Soeharto juga menyatakan:

“Masalah yang sebenarnya adalah bahwa kejadian itu didahului oleh ketakutan yang dirasakan oleh rakyat. Ancaman itu datang dari orang-orang jahat, perampok, pembunuh, dan sebagainya. Ketentraman terganggu. Seolah-olah ketentraman di negeri ini sudah tidak ada. Yang ada seolah-oleh hanya rasa takut saja. Orang-orang jahat itu sudah bertindak melebihi batas perikemanusiaan. Umpamanya saja, orang tua sudah dirampas pelbagai miliknya, kemudian ada perempuan yang diambil kekayaan dan si istri orang lain itu masih juga diperkosa oleh orang jahat itu, di depan suaminya lagi. Itu sudah keterlaluan! Apa hal itu mau didiamkan saja.”

Beberapa dalih, abstrak, tidak kongkret terus di keluarkan Rezim berkuasa dan mulai menghapuskan ingatan masyarakat bahwa ini pelanggaran HAM. Dari uraian di atas dapat di simpulakan bahwa memang secara modus operandi atau implementasi lapangan pembunuhan para gali tersebut dilakukan secara misterius, namun secara substansial pembunuhan pada tahun 1983-1984 bukanlah pembunuhan misterius (Petrus).
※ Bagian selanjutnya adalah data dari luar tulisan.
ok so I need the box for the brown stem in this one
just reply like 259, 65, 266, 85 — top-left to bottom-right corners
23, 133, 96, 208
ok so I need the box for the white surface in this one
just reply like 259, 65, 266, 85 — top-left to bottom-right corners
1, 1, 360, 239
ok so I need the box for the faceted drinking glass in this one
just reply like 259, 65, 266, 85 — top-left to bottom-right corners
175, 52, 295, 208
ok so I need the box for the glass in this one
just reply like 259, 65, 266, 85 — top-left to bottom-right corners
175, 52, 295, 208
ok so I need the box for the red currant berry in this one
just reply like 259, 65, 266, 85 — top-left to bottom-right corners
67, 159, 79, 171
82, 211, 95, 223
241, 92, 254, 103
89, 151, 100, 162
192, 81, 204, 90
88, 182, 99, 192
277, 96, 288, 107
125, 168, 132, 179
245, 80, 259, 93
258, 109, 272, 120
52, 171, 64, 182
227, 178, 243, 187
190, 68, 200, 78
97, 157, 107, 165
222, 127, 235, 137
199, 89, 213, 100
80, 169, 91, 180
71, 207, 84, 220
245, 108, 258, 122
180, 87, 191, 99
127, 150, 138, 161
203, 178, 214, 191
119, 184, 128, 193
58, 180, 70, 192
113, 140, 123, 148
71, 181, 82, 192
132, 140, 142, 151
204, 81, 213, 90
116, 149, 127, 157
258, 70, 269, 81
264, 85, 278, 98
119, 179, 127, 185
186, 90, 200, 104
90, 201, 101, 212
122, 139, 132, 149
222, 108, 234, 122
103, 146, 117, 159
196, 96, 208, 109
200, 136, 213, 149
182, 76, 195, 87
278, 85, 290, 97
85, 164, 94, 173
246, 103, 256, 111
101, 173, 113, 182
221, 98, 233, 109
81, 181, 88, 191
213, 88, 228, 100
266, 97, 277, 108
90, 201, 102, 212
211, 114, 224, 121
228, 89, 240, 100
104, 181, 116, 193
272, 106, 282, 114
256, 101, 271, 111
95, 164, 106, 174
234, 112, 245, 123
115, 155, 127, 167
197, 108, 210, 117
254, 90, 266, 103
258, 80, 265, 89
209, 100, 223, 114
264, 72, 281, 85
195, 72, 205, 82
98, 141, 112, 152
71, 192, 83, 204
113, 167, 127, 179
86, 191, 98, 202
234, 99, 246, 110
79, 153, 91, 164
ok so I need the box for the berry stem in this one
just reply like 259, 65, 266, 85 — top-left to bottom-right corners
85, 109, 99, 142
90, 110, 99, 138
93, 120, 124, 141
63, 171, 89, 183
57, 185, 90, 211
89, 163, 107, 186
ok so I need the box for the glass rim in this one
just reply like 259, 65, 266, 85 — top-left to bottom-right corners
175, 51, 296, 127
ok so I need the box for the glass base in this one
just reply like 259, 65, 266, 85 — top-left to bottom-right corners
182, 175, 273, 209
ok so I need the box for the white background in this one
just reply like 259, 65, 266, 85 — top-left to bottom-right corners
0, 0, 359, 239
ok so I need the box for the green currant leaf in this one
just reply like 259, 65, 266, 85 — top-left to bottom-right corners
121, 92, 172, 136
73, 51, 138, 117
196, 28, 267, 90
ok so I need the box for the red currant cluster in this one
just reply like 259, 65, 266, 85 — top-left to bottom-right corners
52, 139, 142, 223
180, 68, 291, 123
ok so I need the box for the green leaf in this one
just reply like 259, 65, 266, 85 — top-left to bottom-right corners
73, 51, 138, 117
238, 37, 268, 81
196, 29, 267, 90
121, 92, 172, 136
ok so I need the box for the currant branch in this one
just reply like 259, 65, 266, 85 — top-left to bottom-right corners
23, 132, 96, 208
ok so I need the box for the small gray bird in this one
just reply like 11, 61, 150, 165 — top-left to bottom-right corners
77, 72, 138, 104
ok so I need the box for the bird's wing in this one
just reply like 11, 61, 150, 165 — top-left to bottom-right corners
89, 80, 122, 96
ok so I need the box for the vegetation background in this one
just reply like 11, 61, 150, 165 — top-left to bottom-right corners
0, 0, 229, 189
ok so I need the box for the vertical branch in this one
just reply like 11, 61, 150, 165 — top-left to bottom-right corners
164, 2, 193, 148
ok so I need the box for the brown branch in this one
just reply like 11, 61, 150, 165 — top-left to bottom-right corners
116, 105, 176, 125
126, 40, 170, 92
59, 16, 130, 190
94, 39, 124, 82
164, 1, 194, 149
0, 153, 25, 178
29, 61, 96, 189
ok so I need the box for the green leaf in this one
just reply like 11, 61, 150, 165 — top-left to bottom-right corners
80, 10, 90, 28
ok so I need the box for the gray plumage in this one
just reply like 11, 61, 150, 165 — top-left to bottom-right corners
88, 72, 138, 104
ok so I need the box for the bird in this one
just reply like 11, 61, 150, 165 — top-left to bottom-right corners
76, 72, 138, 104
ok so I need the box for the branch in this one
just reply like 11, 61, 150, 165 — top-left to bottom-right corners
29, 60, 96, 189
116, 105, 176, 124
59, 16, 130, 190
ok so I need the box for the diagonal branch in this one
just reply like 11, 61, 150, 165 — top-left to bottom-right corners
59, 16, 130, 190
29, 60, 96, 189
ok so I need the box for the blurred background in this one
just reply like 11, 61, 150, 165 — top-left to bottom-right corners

Sebab, pembunuhan itu dilakukan secara masif, ada institusi yang mengakui, bahkan seorang kepala negara mengakuinya secara terbuka.

Penembakan misterius (petrus) yang marak terjadi selama 1983-1985 merupakan bagian dari kontrol negara dalam rangka stabilitas ekonomi yang berdalih pada kontiunitas pembangunan negara, meningkatkan kualitas kehidupan, dengan menurunkan derajat kemanusiaan, menghilangkan bagian tubuh tertentu, bahkan mengorbankan nyawa individu yang tidak disukainya atau dianggap melanggar aturan tanpa meja hijau. Apakah perlakuan seperti ini dapat dikatakan negara yang berasaskan hukum?

Lantas dimana nilai-nilai kemanusiaan yang terkandung pada UUD”45? Mungkin benar orang-orang bertato pada kala itu pelaku kriminal yang meresahkan masyarakat, namun mestinya semua warga negara harus berada dalam suplemasi hukum. Sebelum dieksekusi, mestinya seorang terdakwa harus dihadapkan ke meja hijau terlebih dahulu. Jika terbukti bersalah maka eksekusi pun kemudian dilaksanakan secara ksatria. Yang terhukum ksatria, sang eksekutor juga ksatria.